Bernstein’s salient conclusion:


You can live the cultural outlaw life, and if you’ve got the talent, the looks and the luck, you might, like Mr. Richards, ride to wealth, celebrity, abundant sex and lots of psychedelic adventure. But it was very risky then and it’s still risky now if you don’t.


Nowhere does Bernstein note that Richards never intended to be a rock star—a status he was partly responsible for inventing—he just wanted to play guitar.  Or that much of the time it wasn’t his celebrity status that got him off drug charges as much as the cops’ ineptitude in preparing their cases, tacking on trafficking charges they couldn’t prove (which would carry a stiffer sentence) when Richards was simply a consumer.

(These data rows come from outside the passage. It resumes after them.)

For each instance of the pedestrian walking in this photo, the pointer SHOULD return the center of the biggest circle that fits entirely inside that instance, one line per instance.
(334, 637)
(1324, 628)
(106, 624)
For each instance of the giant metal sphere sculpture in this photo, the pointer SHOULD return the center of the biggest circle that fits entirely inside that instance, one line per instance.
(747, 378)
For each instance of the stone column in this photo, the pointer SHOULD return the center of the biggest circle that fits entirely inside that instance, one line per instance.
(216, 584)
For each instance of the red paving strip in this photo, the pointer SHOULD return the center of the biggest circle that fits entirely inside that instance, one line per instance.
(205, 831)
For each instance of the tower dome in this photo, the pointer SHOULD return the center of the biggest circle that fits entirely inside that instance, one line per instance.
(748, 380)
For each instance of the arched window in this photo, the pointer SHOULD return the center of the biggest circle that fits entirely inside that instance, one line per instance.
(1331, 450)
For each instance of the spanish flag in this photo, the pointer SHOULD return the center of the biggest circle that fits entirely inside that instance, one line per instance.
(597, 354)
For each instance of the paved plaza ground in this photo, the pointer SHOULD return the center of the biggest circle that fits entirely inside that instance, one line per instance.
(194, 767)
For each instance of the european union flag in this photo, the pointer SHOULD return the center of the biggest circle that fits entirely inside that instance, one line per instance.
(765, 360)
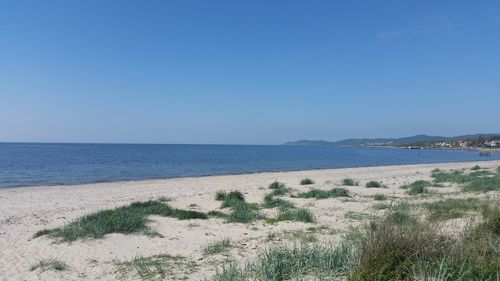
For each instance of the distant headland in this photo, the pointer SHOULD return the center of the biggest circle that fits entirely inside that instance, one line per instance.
(423, 141)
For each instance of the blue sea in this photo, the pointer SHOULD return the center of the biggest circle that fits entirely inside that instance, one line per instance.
(33, 164)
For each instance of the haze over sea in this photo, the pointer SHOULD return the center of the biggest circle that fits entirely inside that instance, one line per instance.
(34, 164)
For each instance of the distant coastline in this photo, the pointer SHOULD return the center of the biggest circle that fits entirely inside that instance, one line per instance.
(490, 142)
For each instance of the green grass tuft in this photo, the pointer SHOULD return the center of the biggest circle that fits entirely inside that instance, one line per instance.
(217, 247)
(216, 214)
(349, 182)
(306, 181)
(476, 181)
(126, 220)
(232, 198)
(322, 194)
(157, 267)
(241, 212)
(290, 263)
(373, 184)
(354, 216)
(272, 202)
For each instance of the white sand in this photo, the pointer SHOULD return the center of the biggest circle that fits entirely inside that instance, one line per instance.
(23, 211)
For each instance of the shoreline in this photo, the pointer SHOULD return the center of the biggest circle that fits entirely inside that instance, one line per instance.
(27, 210)
(230, 174)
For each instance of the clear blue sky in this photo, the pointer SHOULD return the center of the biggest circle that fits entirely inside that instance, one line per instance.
(249, 72)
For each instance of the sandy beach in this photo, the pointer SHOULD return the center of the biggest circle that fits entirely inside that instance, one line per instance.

And while, yes, he did have terrific lawyers and a certain immunity, ordinary people do not usually live under the kind of minute surveillance Richards did, with cops stationed in the trees outside his home and zealous police forces in every city out to make names for themselves by getting him for something, anything.

Further, what would have been served by putting Richards in jail? What is served by putting any drug addict in jail? Richards’s harrowing descriptions of the drug experience will no doubt do more to discourage drug use than any threat of incarceration--or myriad public information spots.

Bernstein’s article is simply proof that we need the fringe to keep the establishment from becoming too rigid and boring.

Maybe he should take a joint along when he goes on that dog walk.


The unattributed photo, from 1970, that accompanied Liz Phair’s book review in the Times last Sunday.